Little girls have been perched in front of their mommies' vanity mirrors smothering on creams, rouges and lipsticks probably since the time Cleopatra first rubbed some Nile kohl around her eyes. The magnetic tug of a mascara wand to a little girl’s hand may be more innate than sucking a pacifier. Forget about the binkies – those were rejected by my daughter, but a jet black Maybelline, now that could always distract her.
While little girls have been smacking their lips on strawberry Bonne Bell for decades and begging for pierced ears, what is new is the Kiddie Salon-ification of society. Girls too young to even read the name on the nail polish bottle, today are getting regular manicures and blow outs.

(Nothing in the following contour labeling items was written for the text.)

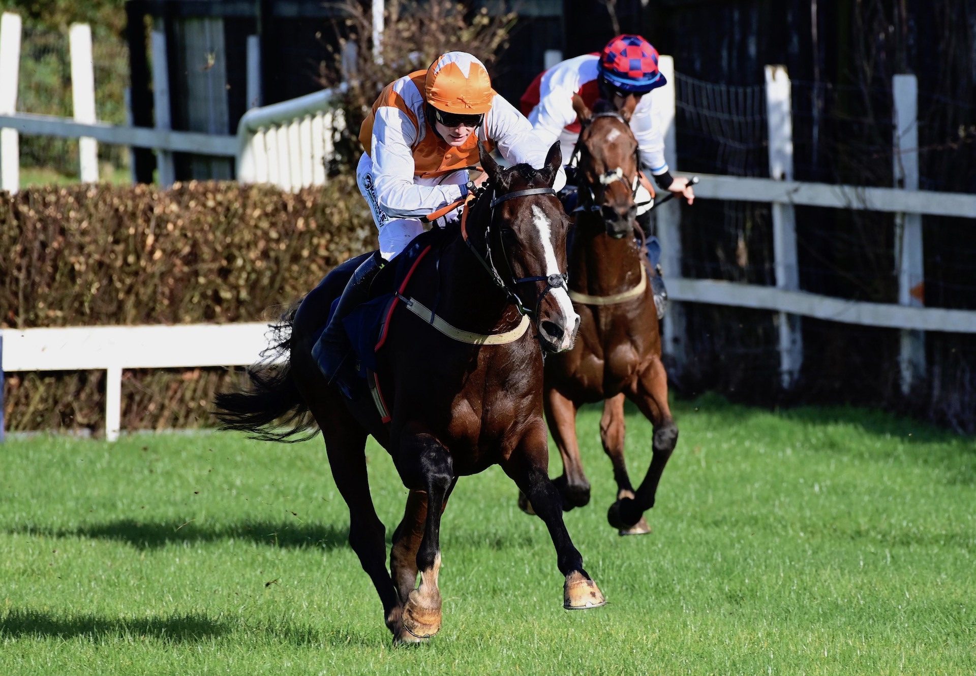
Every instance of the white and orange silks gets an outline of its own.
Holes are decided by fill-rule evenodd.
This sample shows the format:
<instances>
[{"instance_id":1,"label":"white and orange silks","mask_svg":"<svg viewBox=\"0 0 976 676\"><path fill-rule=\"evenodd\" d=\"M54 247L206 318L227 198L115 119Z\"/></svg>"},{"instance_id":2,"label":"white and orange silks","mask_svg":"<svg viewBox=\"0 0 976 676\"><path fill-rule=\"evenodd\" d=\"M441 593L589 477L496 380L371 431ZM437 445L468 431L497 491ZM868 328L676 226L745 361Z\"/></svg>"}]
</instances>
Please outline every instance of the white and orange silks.
<instances>
[{"instance_id":1,"label":"white and orange silks","mask_svg":"<svg viewBox=\"0 0 976 676\"><path fill-rule=\"evenodd\" d=\"M564 162L569 162L580 137L573 95L579 94L584 103L593 107L599 99L598 65L599 57L595 54L556 63L536 77L520 99L522 112L540 134L543 144L559 139ZM661 126L654 117L653 99L653 91L641 97L630 118L630 131L637 139L641 166L654 176L660 176L668 171L668 162Z\"/></svg>"},{"instance_id":2,"label":"white and orange silks","mask_svg":"<svg viewBox=\"0 0 976 676\"><path fill-rule=\"evenodd\" d=\"M428 100L429 98L429 100ZM427 103L460 114L485 113L461 147L446 143L427 119ZM420 217L467 193L467 167L478 164L479 141L509 163L545 164L551 145L541 142L528 120L491 89L477 59L449 52L427 70L405 75L381 92L363 121L365 152L356 180L380 229L380 254L387 260L425 229ZM557 188L565 178L557 178Z\"/></svg>"}]
</instances>

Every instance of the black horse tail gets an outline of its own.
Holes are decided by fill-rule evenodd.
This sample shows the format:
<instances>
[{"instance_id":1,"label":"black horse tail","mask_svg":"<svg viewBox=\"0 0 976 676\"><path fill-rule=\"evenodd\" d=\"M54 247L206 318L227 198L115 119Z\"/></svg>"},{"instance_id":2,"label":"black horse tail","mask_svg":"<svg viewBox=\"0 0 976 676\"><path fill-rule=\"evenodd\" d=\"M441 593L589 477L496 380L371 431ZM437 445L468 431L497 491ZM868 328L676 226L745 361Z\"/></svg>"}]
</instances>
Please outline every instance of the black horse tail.
<instances>
[{"instance_id":1,"label":"black horse tail","mask_svg":"<svg viewBox=\"0 0 976 676\"><path fill-rule=\"evenodd\" d=\"M271 345L248 367L250 388L217 395L221 429L247 432L252 439L293 444L318 432L318 423L292 378L292 327L298 303L270 325Z\"/></svg>"}]
</instances>

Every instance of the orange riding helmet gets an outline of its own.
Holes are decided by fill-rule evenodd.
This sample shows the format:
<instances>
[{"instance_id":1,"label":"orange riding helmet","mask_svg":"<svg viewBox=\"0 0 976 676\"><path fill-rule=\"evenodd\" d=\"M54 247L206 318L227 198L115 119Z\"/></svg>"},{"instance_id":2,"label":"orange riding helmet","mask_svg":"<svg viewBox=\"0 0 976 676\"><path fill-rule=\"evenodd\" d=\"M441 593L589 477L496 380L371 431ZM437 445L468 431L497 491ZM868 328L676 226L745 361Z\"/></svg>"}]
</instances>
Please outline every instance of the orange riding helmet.
<instances>
[{"instance_id":1,"label":"orange riding helmet","mask_svg":"<svg viewBox=\"0 0 976 676\"><path fill-rule=\"evenodd\" d=\"M467 52L437 57L427 68L424 94L430 105L455 115L486 113L495 98L484 63Z\"/></svg>"}]
</instances>

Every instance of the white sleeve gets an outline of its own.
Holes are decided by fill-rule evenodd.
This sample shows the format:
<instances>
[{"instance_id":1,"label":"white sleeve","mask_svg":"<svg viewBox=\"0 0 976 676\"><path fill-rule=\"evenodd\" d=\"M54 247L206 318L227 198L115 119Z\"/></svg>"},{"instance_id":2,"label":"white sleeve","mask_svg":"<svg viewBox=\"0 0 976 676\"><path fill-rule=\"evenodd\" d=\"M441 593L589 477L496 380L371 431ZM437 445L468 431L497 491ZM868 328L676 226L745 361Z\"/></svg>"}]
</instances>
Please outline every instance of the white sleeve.
<instances>
[{"instance_id":1,"label":"white sleeve","mask_svg":"<svg viewBox=\"0 0 976 676\"><path fill-rule=\"evenodd\" d=\"M532 128L522 113L497 95L485 121L485 131L488 138L498 145L502 157L510 164L524 162L533 169L542 169L546 165L546 155L557 138L549 139L548 136L541 135ZM565 161L564 157L563 162ZM566 175L560 163L553 187L559 190L565 184Z\"/></svg>"},{"instance_id":2,"label":"white sleeve","mask_svg":"<svg viewBox=\"0 0 976 676\"><path fill-rule=\"evenodd\" d=\"M548 92L542 97L539 105L529 113L529 124L547 148L556 141L566 125L574 122L576 111L573 110L573 94L561 90ZM567 162L569 158L563 157L562 163Z\"/></svg>"},{"instance_id":3,"label":"white sleeve","mask_svg":"<svg viewBox=\"0 0 976 676\"><path fill-rule=\"evenodd\" d=\"M630 131L637 139L641 166L646 167L654 176L661 176L668 171L668 162L665 160L665 140L661 135L661 127L655 124L651 96L652 94L645 95L637 104L633 117L630 118Z\"/></svg>"},{"instance_id":4,"label":"white sleeve","mask_svg":"<svg viewBox=\"0 0 976 676\"><path fill-rule=\"evenodd\" d=\"M412 144L417 139L414 123L399 108L382 106L373 122L370 158L376 200L386 216L427 216L461 198L461 185L414 183Z\"/></svg>"}]
</instances>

And by high school, highlights and laser hair removal are all the rage.
Newsweek recently did a story about kiddie spas spawning around the country and interestingly, this is not just an obnoxious New York/L.A. thing. From Madison, Wisconsin, to San Antonio, Texas, spas catering to the 0-12 crowd are finding a huge audience.

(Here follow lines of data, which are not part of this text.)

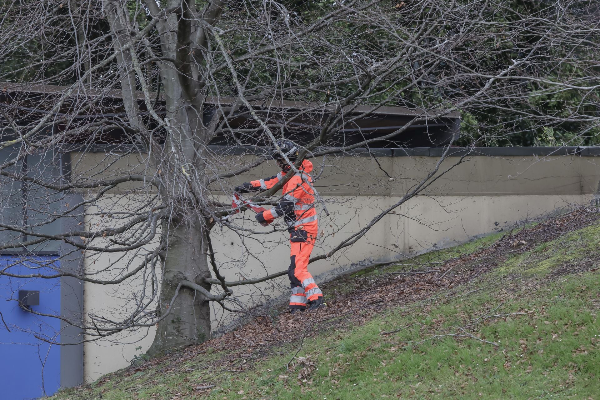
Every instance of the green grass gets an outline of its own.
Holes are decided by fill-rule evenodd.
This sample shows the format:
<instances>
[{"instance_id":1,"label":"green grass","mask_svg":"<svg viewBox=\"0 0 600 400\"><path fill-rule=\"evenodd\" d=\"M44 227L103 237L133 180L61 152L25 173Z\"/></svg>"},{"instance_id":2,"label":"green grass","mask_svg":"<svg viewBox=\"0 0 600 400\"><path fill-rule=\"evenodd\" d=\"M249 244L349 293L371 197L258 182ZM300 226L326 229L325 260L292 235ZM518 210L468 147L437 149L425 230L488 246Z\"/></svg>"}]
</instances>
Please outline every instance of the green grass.
<instances>
[{"instance_id":1,"label":"green grass","mask_svg":"<svg viewBox=\"0 0 600 400\"><path fill-rule=\"evenodd\" d=\"M272 349L244 372L211 363L230 352L208 353L181 362L175 357L128 376L115 373L55 398L600 399L600 276L595 271L544 276L584 261L597 267L599 234L597 225L567 233L510 256L452 294L438 293L387 309L364 324L307 337L291 370L286 365L299 342ZM500 236L394 268L467 254ZM377 273L367 271L359 279ZM497 314L512 315L481 321ZM467 333L476 338L443 336ZM244 362L238 359L228 369L239 369ZM194 389L209 384L215 386Z\"/></svg>"},{"instance_id":2,"label":"green grass","mask_svg":"<svg viewBox=\"0 0 600 400\"><path fill-rule=\"evenodd\" d=\"M596 259L600 255L599 241L600 225L587 226L510 257L496 272L502 275L545 274L561 266L577 264L590 258Z\"/></svg>"},{"instance_id":3,"label":"green grass","mask_svg":"<svg viewBox=\"0 0 600 400\"><path fill-rule=\"evenodd\" d=\"M599 293L598 276L588 273L533 291L496 289L410 313L396 310L307 341L299 355L314 363L308 377L298 378L302 363L286 371L288 353L223 382L209 398L597 398ZM492 314L531 312L478 326L478 335L497 347L471 338L429 339L464 334L458 327L499 305Z\"/></svg>"},{"instance_id":4,"label":"green grass","mask_svg":"<svg viewBox=\"0 0 600 400\"><path fill-rule=\"evenodd\" d=\"M518 230L515 230L515 231ZM451 258L470 254L485 248L498 240L503 234L506 234L506 233L497 233L486 235L454 247L434 250L406 258L396 264L383 268L377 266L365 268L352 274L350 276L351 278L376 276L382 273L394 272L412 268L422 268L424 266L428 265L435 265L436 263L441 263Z\"/></svg>"}]
</instances>

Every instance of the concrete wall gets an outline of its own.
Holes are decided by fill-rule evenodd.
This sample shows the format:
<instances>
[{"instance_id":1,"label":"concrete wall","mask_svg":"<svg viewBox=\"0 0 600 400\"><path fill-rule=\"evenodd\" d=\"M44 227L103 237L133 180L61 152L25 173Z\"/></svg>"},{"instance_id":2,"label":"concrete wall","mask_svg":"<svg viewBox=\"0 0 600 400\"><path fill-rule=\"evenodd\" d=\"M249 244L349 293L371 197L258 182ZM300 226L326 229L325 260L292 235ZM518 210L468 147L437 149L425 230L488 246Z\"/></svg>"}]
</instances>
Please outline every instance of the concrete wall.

This was not a shock to me. Within five miles of where I live in New Jersey there are two children salons. And I must confess, I too am guilty of kiddie primping.
Last year for my daughter Lexi’s fifth birthday we had a “glamour party” at one of these overpriced spa shops where after the girls’ hair was braided, blown and flat ironed and makeup and nails exquisitely done, the girls put on fancy outfits and walked the catwalk to an awaiting group of paparazzi parents. I felt a weird combination of pride and horror by how comfortable my daughter – who was still in pre-k – looked as she strutted and vogued for her audience.
While the spectacle of little girls in hair and makeup was both super cute and super scary ala Jon Benet Ramsey, I did agonize about the psychological implication of Lexi’s glamour bash. What next, a pole dancing party in third grade? Two years earlier for Lexi’s third birthday we did a princess tea party. The princess theme made me squeamish because I am a notorious Cinderella bigot. But when the Parteaz lady decked out my dining room in tulle and tea sets and outfitted the girls in gloves and flowing dresses, I too was swooning.
I could blame society and Hannah Montana, but the truth is I am definitely accountable for some of my daughter’s pathology with beauty. Because it’s convenient and fun, I have taken my daughter to the salon with me since she was an infant. By the time she turns six, Lexi will probably have had more manis and pedis than I had at twenty-six.
And as much as I compliment my daughter’s natural curls, she’s become desperate for straight hair. “Mommy, your hair is straight. I want my hair straight too!” Lexi says. But my hair is not straight – it is Lexi’s hair with $400 worth of Asian style straightening systems chemically transforming my frizzy follicles into soft, sleek, almost straight hair.